Reputation: 10043
I am using PDFBox to extract text from several PDF docs, and whilst running my unit test suite (via gradle) I am getting intermittent failures caused by a NullPointerException - my base assumption now being that it is caused by multiple threads attempting to load the font into the font dictionanry cache at the same time.
I know, as is stated in the FAQs, that PDFBox is not threadsafe - but the impression I have got from that and this discussion here, is that relates specifically to multiple threads accessing a document at the same time, and the comment appears to suggest that the fontbox cache is expected to be threadsafe.
The exception I am getting in my unit test is:
WARNING: Using fallback font 'LiberationSans-Bold' for 'Arial-BoldItalicMT'
java.lang.NullPointerException:
at org.apache.pdfbox.pdmodel.font.FontMapperImpl.getFont(FontMapperImpl.java:463)
at org.apache.pdfbox.pdmodel.font.FontMapperImpl.findFont(FontMapperImpl.java:417)
at org.apache.pdfbox.pdmodel.font.FontMapperImpl.getTrueTypeFont(FontMapperImpl.java:321)
at org.apache.pdfbox.pdmodel.font.PDTrueTypeFont.<init>(PDTrueTypeFont.java:198)
at org.apache.pdfbox.pdmodel.font.PDFontFactory.createFont(PDFontFactory.java:75)

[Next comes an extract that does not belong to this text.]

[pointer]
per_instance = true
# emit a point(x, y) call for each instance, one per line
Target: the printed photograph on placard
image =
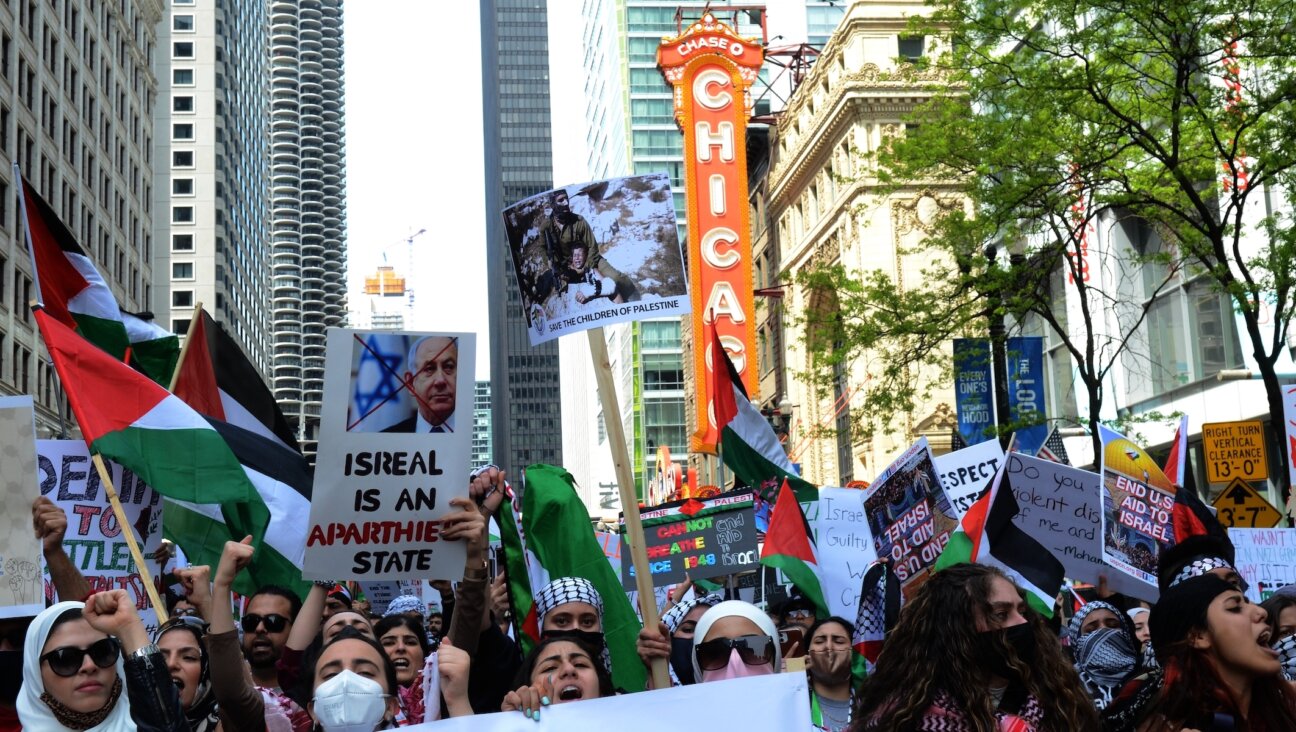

at org.apache.pdfbox.pdmodel.PDResources.getFont(PDResources.java:123)
at org.apache.pdfbox.contentstream.operator.text.SetFontAndSize.process(SetFontAndSize.java:60)
at org.apache.pdfbox.contentstream.PDFStreamEngine.processOperator(PDFStreamEngine.java:815)
at org.apache.pdfbox.contentstream.PDFStreamEngine.processStreamOperators(PDFStreamEngine.java:472)
at org.apache.pdfbox.contentstream.PDFStreamEngine.processStream(PDFStreamEngine.java:446)
...
Oct 03, 2016 12:21:24 PM org.apache.pdfbox.pdmodel.font.PDTrueTypeFont <init>
WARNING: Using fallback font 'LiberationSans-Bold' for 'Arial-BoldMT'
Oct 03, 2016 12:21:24 PM org.apache.pdfbox.pdmodel.font.PDTrueTypeFont <init>
I am using PDFBox version 2.0.2
Anyone come across this before?
Upvotes: 0
Views: 1407
Reputation: 10043
This has been fixed in the PDFBox library from version 2.0.4
Details in the original ticket here: https://issues.apache.org/jira/browse/PDFBOX-3521
Upvotes: 2